After a few inversions, place the tubes into the centrifuge racks and then centrifuge them for 30 minutes at 4,000 rpm at 4° C.
Step 5: Rinsing
After the tubes are done centrifuging, uncap them and gently pour the isopropanol out into a beaker or other waste container. The DNA should be firmly stuck to the bottom of the tube in a pellet, so you shouldn’t have to worry about throwing the baby out with the bath water.
Once all the isopropanol is drained out, add 450 μL of 70% ethanol to each tube and recap. Invert the tubes several times (the DNA pellets should now be a brighter white color, and may detach from the bottom of the tube). Then place the tubes into their centrifuge racks, and centrifuge them for 30 minutes at 4,000 rpm and 4° C.
If you suspect that your DNA is particularly dirty for any reason, you can repeat the whole rinse step a second time.

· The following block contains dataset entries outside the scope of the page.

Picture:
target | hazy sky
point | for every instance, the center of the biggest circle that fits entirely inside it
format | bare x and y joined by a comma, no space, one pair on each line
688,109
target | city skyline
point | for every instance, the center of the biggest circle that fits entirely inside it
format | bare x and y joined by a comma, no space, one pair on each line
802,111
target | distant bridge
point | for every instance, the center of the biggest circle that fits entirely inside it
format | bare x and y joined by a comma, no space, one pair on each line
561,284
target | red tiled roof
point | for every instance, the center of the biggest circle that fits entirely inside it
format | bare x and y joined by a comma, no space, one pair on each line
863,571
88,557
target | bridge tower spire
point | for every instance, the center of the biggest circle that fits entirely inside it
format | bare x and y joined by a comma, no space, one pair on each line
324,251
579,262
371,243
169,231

Step 6: Drying & Resuspension
After centrifuging the DNA in ethanol, uncap the tubes and gently pour the ethanol out into your waste container. You may want to also dab the ends of the tubes on a paper towel while they are upside-down to remove some extra ethanol.
One problem with using such narrow tubes is that a fair amount of residual ethanol will remain after decanting – even with the best pouring and dabbing technique. My recommendation is to place all the tubes in a vacuum chamber or lyophilizer (without the refrigeration enabled), which should evaporate any remaining ethanol in a few minutes. If you don’t have this equipment available, the tubes can be air-dried for several hours. DNA is relatively resistant to short-term thermal degradation, so you can even dry tubes in an oven set to 40° C for a short period, if you get really desperate.
After drying, just use a multichannel pipet or pipetting station to add 100 μL of water, Tris buffer, or Tris-EDTA buffer to each tube. Your DNA extraction is finished; cap the tubes, place them in the fridge overnight, and the next day you should have resuspended DNA ready for quantification.
Recipe for 1 liter of CTAB DNA extraction buffer
|1M Tris buffer (pH 8.0)||100mL|
|0.25M EDTA buffer (ph 8.0)||80mL|
|NaCl powder||82 grams|
|CTAB powder||20 grams|
|ddH2O||remainder of 1L (~820 mL)|
Combine all ingredients and mix over moderate heat using a stir bar until CTAB powder goes into solution (stir at a slow pace to avoid foaming).
I won’t go into the details of making the Tris or EDTA buffers here – these are also sold ready-to-use in the required molarity/pH by several vendors.